[X86] Split WriteVecIMul/WriteVecPMULLD/WriteMPSAD/WritePSADBW into XMM and YMM/ZMM scheduler classes
Also retagged VDBPSADBW instructions as SchedWritePSADBW instead of SchedWriteVecIMul which matches the behaviour on SkylakeServer (the only thing that supports it...)
llvm-svn: 331445
diff --git a/llvm/lib/Target/X86/X86SchedBroadwell.td b/llvm/lib/Target/X86/X86SchedBroadwell.td
index ee29d63..a1b6a74 100755
--- a/llvm/lib/Target/X86/X86SchedBroadwell.td
+++ b/llvm/lib/Target/X86/X86SchedBroadwell.td
@@ -203,8 +203,10 @@
defm : BWWriteResPair<WriteVecLogic, [BWPort015], 1, [1], 1, 5>; // Vector integer and/or/xor.
defm : BWWriteResPair<WriteVecLogicY,[BWPort015], 1, [1], 1, 6>; // Vector integer and/or/xor (YMM/ZMM).

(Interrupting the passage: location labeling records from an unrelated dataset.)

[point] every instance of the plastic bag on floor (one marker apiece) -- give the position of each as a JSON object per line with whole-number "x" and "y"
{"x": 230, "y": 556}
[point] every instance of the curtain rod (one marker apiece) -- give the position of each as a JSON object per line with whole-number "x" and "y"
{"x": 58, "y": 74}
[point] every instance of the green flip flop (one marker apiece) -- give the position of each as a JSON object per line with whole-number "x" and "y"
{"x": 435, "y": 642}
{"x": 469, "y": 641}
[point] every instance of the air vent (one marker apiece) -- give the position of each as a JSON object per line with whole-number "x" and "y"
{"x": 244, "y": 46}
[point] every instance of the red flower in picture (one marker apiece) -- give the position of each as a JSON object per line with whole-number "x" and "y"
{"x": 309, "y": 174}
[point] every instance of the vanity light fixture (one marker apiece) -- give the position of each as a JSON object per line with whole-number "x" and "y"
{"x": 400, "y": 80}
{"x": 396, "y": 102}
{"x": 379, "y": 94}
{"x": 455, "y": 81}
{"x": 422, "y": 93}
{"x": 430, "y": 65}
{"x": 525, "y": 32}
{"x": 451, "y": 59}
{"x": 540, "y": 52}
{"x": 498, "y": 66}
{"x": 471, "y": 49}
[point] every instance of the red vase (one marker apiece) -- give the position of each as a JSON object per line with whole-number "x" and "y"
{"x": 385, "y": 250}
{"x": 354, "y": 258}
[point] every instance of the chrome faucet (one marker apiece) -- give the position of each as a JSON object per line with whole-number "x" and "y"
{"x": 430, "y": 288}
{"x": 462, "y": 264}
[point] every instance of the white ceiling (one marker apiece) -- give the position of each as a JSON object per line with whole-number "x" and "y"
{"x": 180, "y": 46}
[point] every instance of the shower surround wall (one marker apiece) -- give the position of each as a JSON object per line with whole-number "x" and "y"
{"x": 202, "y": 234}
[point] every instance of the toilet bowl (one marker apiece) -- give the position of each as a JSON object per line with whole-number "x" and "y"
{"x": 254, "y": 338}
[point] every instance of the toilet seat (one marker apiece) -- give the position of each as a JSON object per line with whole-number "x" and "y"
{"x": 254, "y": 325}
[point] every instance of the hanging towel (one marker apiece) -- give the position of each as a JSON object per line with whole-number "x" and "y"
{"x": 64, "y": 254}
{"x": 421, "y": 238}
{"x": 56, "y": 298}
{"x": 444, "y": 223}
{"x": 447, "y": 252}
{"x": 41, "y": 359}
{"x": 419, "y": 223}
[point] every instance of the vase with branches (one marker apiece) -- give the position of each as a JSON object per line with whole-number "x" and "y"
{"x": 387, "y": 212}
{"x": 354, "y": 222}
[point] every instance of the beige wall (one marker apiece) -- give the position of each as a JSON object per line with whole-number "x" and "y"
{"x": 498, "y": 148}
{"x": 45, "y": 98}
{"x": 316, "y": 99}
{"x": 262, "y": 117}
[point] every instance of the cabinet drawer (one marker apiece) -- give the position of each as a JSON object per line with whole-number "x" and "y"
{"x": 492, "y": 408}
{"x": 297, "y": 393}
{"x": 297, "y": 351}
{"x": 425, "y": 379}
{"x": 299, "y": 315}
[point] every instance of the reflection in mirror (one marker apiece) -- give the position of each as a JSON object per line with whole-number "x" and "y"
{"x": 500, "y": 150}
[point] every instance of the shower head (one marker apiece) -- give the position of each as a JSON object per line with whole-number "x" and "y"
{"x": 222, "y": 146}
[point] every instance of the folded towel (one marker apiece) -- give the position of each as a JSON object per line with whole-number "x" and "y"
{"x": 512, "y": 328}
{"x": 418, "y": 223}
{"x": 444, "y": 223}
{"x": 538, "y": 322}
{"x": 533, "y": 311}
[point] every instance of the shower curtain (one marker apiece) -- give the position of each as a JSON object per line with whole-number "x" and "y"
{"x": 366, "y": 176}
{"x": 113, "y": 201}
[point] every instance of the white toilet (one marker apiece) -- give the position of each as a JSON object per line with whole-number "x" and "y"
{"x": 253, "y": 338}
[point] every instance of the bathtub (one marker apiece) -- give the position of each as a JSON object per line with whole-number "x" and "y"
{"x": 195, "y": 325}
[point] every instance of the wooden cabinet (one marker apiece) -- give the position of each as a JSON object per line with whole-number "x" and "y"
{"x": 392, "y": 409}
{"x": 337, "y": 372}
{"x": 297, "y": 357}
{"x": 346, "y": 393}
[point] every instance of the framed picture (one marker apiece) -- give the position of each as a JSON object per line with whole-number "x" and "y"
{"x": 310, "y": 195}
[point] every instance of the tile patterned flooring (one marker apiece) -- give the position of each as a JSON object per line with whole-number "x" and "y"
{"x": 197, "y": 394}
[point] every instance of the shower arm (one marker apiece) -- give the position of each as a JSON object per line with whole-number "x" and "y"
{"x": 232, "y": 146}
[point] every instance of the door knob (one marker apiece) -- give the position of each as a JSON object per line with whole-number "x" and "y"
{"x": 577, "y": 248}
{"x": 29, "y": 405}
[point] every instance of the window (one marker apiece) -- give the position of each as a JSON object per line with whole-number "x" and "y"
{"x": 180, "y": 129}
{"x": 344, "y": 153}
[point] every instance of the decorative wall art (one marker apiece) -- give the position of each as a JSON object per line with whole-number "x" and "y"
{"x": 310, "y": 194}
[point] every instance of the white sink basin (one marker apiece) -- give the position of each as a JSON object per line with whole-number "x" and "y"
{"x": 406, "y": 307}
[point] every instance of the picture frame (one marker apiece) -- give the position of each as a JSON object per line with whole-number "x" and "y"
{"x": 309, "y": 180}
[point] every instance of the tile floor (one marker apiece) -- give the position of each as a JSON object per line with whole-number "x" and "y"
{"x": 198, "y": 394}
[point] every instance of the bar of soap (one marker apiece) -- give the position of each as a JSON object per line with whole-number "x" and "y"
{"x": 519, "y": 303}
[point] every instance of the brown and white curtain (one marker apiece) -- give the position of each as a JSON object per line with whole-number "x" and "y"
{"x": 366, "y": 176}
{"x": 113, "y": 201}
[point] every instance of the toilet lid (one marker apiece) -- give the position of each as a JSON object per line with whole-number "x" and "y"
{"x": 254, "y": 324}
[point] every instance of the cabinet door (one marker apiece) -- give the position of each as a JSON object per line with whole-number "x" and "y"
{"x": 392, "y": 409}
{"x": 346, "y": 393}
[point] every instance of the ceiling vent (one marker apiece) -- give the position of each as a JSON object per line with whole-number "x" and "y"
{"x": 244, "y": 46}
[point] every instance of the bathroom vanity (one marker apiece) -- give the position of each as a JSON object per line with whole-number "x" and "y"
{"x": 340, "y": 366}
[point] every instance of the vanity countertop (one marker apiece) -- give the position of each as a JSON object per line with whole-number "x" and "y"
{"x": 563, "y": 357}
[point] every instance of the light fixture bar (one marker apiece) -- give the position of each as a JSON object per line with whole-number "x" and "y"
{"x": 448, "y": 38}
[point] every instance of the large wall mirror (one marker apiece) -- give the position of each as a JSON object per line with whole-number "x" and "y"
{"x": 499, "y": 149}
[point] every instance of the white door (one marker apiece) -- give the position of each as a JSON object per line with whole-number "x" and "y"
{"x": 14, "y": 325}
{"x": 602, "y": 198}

defm : BWWriteResPair<WriteVecShift, [BWPort0], 1>; // Vector integer shifts.
-defm : BWWriteResPair<WriteVecIMul, [BWPort0], 5>; // Vector integer multiply.
-defm : BWWriteResPair<WritePMULLD, [BWPort0], 10, [2], 2, 5>; // PMULLD
+defm : BWWriteResPair<WriteVecIMul, [BWPort0], 5, [1], 1, 5>; // Vector integer multiply.
+defm : BWWriteResPair<WriteVecIMulY, [BWPort0], 5, [1], 1, 6>; // Vector integer multiply.
+defm : BWWriteResPair<WritePMULLD, [BWPort0], 10, [2], 2, 5>; // Vector PMULLD.
+defm : BWWriteResPair<WritePMULLDY, [BWPort0], 10, [2], 2, 6>; // Vector PMULLD (YMM/ZMM).
defm : BWWriteResPair<WriteShuffle, [BWPort5], 1, [1], 1, 5>; // Vector shuffles.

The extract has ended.